Il dato è risultato molto al di sotto delle aspettative del mercato e ha sollevato allerta sulla solidità della ripresa occupazionale in un contesto di inflazione persistente e tassi di interesse elevati.
La disoccupazione è leggermente diminuita al 4,2%, rispetto al 4,3% registrato il mese precedente, anche se questa diminuzione non è stata sufficiente a compensare il quadro generale del rapporto.
Il numero di persone disoccupate è salito al 7,1%, sebbene si consideri una variazione molto piccola.
L'occupazione ha continuato a mostrare una tendenza al rialzo nei settori dei servizi professionali e aziendali (36.000 posti di lavoro) e dell'assistenza sociale (25.000 posti).
L'attenzione alla salute, che ha funzionato come principale motore dell'occupazione durante il 2025 e buona parte del 2026, ha perso slancio: ha incorporato solo 22.000 lavoratori a giugno, rispetto a una media mensile di 38.000 dell'ultimo anno.

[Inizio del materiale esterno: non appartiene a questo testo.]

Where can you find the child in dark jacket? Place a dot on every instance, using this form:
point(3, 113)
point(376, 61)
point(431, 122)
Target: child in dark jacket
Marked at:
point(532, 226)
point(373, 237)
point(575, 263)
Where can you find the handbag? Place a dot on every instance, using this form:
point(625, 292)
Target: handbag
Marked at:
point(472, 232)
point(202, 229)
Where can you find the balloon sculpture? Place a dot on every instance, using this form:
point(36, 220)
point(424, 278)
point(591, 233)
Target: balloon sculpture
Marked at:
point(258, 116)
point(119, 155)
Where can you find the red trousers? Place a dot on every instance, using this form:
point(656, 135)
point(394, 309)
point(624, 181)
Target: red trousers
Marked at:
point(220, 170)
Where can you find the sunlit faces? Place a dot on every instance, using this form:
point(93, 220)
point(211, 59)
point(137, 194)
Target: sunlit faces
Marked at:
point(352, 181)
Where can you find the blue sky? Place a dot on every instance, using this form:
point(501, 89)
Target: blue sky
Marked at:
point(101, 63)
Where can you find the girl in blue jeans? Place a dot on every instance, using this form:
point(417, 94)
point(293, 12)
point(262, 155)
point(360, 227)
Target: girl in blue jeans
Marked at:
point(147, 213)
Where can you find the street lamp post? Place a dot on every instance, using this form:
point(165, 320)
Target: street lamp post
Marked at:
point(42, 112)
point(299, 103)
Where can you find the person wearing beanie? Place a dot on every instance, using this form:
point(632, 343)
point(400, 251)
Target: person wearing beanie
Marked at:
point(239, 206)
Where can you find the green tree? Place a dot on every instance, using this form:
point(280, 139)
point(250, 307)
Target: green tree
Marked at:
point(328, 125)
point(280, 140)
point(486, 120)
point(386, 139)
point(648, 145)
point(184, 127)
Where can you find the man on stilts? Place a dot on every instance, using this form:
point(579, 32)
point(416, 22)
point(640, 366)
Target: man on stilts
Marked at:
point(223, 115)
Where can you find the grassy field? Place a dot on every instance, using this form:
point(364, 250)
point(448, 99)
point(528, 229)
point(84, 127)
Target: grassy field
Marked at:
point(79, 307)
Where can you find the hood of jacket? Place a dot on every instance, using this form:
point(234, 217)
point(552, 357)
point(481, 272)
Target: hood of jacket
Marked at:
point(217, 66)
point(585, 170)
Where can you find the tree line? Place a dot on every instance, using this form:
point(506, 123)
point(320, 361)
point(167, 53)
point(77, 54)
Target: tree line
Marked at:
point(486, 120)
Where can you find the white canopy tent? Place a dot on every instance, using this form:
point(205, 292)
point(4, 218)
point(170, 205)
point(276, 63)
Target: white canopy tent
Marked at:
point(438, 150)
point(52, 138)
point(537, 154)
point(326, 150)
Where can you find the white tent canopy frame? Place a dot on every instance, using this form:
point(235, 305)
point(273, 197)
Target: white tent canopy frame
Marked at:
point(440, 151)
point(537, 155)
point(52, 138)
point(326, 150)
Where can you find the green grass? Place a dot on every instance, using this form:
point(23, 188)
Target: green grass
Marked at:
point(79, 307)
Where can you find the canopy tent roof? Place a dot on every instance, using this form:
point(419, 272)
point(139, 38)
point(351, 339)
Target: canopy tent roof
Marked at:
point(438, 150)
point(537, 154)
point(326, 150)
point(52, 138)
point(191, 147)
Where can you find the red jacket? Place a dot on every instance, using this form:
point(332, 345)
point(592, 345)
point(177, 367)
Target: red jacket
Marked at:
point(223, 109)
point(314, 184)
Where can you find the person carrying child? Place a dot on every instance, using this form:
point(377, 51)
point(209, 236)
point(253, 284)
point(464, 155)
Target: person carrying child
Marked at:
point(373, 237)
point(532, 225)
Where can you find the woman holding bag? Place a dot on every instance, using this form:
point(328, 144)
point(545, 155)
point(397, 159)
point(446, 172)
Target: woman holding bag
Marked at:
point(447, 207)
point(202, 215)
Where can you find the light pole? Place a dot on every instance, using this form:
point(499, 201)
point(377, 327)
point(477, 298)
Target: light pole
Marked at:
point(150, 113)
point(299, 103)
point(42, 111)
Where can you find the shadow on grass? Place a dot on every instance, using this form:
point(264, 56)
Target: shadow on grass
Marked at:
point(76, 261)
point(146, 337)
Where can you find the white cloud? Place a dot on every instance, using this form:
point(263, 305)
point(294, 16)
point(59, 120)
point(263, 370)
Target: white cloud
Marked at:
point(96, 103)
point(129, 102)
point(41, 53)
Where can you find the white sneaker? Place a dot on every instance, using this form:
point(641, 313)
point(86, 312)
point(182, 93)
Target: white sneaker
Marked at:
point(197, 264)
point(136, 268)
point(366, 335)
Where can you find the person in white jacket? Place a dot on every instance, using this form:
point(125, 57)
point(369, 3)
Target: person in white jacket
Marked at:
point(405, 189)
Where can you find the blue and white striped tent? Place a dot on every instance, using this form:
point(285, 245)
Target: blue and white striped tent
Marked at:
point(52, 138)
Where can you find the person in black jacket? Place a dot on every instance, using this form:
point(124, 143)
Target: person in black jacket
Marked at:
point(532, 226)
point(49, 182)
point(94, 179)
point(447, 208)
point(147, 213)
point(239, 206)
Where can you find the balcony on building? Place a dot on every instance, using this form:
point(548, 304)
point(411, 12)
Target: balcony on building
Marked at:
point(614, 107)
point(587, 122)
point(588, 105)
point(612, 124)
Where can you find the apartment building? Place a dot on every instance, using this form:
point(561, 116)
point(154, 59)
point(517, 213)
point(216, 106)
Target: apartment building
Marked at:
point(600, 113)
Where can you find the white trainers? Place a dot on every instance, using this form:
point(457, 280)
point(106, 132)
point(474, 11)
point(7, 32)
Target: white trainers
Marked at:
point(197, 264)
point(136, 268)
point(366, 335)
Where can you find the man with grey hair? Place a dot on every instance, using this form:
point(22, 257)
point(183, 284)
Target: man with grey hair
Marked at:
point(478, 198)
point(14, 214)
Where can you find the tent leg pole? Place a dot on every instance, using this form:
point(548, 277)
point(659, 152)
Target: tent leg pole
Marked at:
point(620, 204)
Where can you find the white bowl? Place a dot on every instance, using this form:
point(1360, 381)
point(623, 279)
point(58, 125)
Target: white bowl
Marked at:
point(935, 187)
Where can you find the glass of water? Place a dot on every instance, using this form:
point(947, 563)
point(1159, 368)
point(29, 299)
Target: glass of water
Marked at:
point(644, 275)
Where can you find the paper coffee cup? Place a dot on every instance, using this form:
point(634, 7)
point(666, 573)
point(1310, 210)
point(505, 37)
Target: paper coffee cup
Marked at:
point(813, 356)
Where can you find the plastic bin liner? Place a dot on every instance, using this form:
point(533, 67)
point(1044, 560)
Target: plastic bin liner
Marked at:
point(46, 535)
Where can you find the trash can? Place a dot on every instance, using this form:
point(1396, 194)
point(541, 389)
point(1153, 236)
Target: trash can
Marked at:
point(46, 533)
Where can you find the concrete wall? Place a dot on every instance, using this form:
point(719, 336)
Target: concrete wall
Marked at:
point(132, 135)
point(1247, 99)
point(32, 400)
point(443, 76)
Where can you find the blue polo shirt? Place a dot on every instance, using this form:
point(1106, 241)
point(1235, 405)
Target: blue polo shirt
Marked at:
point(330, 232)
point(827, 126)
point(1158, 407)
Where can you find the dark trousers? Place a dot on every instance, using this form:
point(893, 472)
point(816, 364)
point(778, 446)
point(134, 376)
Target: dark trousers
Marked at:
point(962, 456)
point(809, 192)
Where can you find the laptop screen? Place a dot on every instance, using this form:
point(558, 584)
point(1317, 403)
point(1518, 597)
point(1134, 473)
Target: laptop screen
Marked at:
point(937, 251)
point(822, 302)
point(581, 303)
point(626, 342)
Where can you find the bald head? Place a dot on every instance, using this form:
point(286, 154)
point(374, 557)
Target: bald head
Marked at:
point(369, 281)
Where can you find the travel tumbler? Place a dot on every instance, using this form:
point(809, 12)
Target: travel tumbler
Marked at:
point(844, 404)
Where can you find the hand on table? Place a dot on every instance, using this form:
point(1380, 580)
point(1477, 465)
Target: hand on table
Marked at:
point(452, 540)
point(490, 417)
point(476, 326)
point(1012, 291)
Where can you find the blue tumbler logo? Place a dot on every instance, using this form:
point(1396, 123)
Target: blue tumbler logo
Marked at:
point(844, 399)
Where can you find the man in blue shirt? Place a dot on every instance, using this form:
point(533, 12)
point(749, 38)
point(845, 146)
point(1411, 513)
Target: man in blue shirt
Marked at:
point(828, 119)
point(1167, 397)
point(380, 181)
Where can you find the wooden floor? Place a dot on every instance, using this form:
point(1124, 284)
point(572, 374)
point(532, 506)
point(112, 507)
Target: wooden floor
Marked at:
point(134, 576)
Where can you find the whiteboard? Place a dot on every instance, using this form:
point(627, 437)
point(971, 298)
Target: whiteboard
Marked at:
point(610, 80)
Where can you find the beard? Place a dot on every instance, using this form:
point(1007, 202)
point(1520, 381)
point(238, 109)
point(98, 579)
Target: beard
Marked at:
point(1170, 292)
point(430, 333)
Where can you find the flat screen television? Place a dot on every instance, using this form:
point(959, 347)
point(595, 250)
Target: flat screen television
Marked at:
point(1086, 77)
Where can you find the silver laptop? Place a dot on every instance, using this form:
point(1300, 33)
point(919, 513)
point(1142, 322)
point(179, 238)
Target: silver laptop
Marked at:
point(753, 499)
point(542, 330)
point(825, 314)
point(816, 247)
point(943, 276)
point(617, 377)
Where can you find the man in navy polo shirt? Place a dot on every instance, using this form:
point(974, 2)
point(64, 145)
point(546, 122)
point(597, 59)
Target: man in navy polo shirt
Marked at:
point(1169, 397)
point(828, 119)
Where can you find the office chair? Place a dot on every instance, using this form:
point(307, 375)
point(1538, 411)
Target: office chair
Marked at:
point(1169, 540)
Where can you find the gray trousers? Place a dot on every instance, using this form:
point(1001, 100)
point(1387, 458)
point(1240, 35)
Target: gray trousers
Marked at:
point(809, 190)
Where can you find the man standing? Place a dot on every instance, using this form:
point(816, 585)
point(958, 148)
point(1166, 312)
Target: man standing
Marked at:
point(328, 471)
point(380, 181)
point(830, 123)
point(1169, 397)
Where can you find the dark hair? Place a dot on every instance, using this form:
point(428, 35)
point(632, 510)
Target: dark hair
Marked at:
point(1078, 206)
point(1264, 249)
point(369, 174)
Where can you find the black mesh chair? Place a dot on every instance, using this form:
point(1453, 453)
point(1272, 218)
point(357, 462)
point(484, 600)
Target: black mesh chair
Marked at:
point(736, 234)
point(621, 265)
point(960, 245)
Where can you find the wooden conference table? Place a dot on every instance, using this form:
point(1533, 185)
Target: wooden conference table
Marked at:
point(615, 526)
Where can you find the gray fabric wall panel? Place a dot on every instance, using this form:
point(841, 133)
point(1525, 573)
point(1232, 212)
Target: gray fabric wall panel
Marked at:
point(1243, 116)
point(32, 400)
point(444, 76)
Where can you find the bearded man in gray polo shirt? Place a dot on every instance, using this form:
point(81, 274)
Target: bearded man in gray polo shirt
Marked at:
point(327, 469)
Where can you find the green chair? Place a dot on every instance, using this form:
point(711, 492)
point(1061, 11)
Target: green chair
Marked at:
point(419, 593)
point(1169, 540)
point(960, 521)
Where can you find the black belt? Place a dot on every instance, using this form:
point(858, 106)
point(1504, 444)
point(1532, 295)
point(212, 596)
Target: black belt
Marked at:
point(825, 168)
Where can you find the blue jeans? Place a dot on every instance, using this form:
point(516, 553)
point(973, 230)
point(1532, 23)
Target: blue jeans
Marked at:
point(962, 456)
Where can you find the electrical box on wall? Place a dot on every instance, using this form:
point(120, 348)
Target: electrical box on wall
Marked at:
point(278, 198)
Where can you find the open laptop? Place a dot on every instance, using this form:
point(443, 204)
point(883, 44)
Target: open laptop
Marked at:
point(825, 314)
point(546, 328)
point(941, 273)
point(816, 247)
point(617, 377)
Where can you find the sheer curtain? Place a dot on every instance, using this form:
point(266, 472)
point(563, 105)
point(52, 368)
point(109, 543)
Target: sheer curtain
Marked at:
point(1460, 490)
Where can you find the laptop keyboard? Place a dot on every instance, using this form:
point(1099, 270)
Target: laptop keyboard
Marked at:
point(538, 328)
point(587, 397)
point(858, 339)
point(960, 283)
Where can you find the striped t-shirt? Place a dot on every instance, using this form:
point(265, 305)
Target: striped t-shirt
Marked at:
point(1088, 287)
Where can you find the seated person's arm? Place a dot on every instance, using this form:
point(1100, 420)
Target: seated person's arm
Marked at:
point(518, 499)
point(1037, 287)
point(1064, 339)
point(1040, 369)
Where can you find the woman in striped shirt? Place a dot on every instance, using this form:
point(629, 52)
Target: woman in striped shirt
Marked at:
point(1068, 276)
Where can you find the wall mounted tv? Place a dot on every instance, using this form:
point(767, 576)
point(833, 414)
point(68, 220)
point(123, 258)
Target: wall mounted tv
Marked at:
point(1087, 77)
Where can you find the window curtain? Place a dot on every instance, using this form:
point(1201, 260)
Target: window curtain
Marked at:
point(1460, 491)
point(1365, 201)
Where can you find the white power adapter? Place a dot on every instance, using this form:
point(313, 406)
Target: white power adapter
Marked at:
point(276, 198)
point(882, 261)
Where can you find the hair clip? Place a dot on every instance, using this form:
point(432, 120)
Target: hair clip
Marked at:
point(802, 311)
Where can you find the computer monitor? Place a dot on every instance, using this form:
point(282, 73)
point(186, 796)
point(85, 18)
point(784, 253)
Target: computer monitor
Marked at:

Il settore del tempo libero e dell'ospitalità è stato il più colpito: ha perso 61.000 posti di lavoro, una caduta che preoccupa in particolare gli economisti perché l'attività in hotel e ristoranti tende a anticipare un rallentamento della spesa dei consumatori.
Da parte loro, i settori del petrolio e del gas, costruzione, manifattura, commercio al dettaglio, trasporti, servizi finanziari e governo hanno mostrato pochi o nessun cambiamento.
Il rapporto ha anche incluso revisioni al ribasso dei mesi precedenti che aggravano la situazione: la creazione di posti di lavoro ad aprile è stata ridotta di 31.000 unità rispetto al dato precedente, mentre la cifra di maggio - inizialmente riportata in 172.000 posti di lavoro - è stata corretta al ribasso di 43.000, portandola a circa 129.000.
In aprile, l'economia aveva aggiunto 115.000 posti di lavoro, un dato che è stato successivamente rivisto.
Un altro indicatore preoccupante è la media degli ultimi 12 mesi: il BLS ha riferito che la creazione mensile di posti di lavoro in quel periodo è scesa a sole 36.000 unità, un segnale di indebolimento strutturale del mercato del lavoro.
A questo si aggiunge che la crescita dei salari è rimasta al di sotto dell'inflazione per il terzo mese consecutivo, erodendo il potere d'acquisto di milioni di lavoratori.
Il rapporto è stato pubblicato giovedì invece del solito venerdì perché i mercati azionari e obbligazionari saranno chiusi il 3 luglio in occasione della celebrazione del Giorno dell'Indipendenza.
Il contesto macroeconomico complica ulteriormente l'interpretazione del dato.
La inflazione ha raggiunto il suo livello più alto in tre anni a giugno, spinta in parte dallo shock energetico derivante dalla guerra tra Stati Uniti, Israele e Iran, iniziata a febbraio del 2026, che ha portato il prezzo della benzina a $4.55 al gallone.
La Federal Reserve mantiene i tassi di interesse nel range del 3,50%-3,75% senza segnali di tagli immediati, e nel suo ultimo incontro ha avvertito che gli aumenti «non possono più essere esclusi» se l'inflazione non migliora.
Alcuni economisti considerano che il dato di giugno potrebbe essere il presagio di un rallentamento più pronunciato del mercato del lavoro durante l'estate, in linea con le proiezioni che collocano la probabilità di recessione intorno al 30% per la fine del 2026.